2. Voluntary turnover will increase as recruiters pursue more passive candidates.
3. Salary growth will accelerate to enable companies to compete for the best talent.
4. Job dissatisfaction will increase as candidates overvalue the short-term rewards without due consideration to the long-term consequences.
5. Companies will overreact to these short-term trends and attempt to keep their best people from leaving using the wrong inducements.
6. This vicious cycle of job dissatisfaction, low performance, and high turnover will accelerate until some macroeconomic event breaks the bubble.
Whether you’re a job seeker, employer, or recruiter, the current diametrically opposed world and U.S. economic trends urge caution. For example, consider this fresh-off-the-press Fortune article summing up why people leave what appear to be dream jobs. The big takeaway: What you get on the day you start and the related glitz does not determine happiness, success, or job satisfaction. It’s what you do every day after that, and who you do it with, that counts.
Given this state of affairs, here’s some rational advice for employers and those who are actively seeking a new job or are considering an offer for a dream job.
1) Don’t make long-term career decisions using short-term information. This is the big takeaway from the Fortune article and the advice I’ve been giving to my candidates since 1980.
2) Time is your most valuable asset. Use it wisely. If your current job does not provide you the opportunity of getting better at what you want to do, you should seriously consider changing jobs despite the turmoil and potential risk.

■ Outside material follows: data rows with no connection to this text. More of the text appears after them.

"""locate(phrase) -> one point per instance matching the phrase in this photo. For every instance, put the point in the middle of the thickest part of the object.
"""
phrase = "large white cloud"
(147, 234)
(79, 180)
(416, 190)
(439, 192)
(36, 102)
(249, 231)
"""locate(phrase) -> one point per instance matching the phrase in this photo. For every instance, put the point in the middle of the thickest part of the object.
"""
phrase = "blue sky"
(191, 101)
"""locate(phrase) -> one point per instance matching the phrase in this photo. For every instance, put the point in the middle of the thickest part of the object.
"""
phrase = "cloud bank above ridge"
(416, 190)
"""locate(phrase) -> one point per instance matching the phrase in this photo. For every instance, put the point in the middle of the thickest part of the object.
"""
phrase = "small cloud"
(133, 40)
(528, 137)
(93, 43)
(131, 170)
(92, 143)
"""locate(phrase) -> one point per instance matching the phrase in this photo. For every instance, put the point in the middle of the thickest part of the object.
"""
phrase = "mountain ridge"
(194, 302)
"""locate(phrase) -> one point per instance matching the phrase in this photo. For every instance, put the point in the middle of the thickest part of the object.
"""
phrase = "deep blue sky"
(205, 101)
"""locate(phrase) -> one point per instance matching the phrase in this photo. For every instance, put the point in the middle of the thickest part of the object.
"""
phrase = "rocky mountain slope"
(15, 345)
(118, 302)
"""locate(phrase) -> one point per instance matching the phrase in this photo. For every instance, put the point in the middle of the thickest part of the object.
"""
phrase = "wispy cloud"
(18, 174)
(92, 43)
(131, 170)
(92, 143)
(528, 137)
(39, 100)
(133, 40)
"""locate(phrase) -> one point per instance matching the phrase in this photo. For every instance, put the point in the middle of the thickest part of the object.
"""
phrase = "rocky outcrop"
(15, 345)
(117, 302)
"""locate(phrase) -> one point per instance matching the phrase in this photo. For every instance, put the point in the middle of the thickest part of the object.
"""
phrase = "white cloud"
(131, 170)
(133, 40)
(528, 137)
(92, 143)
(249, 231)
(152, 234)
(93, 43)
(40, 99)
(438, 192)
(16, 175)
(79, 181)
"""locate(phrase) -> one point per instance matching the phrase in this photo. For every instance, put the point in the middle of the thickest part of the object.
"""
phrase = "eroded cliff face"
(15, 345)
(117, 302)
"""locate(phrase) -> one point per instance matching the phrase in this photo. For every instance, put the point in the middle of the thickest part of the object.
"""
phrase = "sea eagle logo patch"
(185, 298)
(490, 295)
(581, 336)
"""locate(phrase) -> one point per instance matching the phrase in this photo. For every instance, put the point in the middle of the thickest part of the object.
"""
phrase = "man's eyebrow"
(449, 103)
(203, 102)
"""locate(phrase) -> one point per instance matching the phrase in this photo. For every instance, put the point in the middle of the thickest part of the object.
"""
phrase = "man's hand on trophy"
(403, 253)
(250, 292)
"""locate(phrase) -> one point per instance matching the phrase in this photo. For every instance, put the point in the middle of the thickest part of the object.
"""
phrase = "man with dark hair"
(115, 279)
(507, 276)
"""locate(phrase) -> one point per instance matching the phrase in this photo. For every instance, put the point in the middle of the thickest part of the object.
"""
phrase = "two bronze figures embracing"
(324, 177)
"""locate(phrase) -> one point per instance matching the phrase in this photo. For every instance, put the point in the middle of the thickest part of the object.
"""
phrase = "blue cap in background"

There’s often more risk in not changing jobs.
3) Strategy drives tactics, not the other way around. Whether your job-hunting strategy is to just pay the bills or something more significant, every job change you make should be considered with this strategy in mind. Whether you’re actively looking for a new position or not, do you have a personal career strategy driving your actions?
These points are all captured in the Job Seeker’s Decision Grid graphic I introduced last year. It offers a useful guide for helping job seekers figure out whether an offer is appropriate and for employers to better describe an open position.
People leave jobs for the reasons on the bottom half of the grid and accept them for those at the top. These reasons can be divided into short-term extrinsic reasons (on the left) and long-term intrinsic reasons (on the right). Regardless of why people leave jobs, when they accept them for the short-term extrinsic reasons in the upper left, the job can quickly become disappointing. This is how the vicious cycle of dissatisfaction, underperformance, and turnover is created and perpetuated.
So regardless of the economic conditions, the decision whether to accept an offer needs to emphasize the intrinsic long-term criteria in the upper-right quadrant–what the person will be doing, learning, and becoming. Here’s some advice how to evaluate a job offer on this basis. It starts by categorizing the offer into these three components:
Day 1 Criteria This is what a new hire gets on the start date–a job title, a compensation package, a specific location, a company name, and its Glassdoor.com reputation.
Year 1 Criteria This is the doing and learning part, including the work itself and its importance to the candidate and the company. This is influenced by the quality of the hiring manager, the team, the culture, and the work-life balance.
The Future This is what the person can become if successful. It depends on the company’s growth prospects, the quality of the leadership team (especially the hiring manager), and the long-term compensation package.
So whether you’re not job hunting or have one or more offers, compare your current job and each opportunity on these three measures side by side. (There’s a formal chart on page 268 in The Essential Guide for Hiring and Getting Hired.) As long as you weight each component equally, you’ll quickly discover if you should begin looking if you’re not and how to correctly evaluate an offer when it’s received. This will be how you can prevent or break your personal vicious cycle. More important, it’s how you build a career worth building.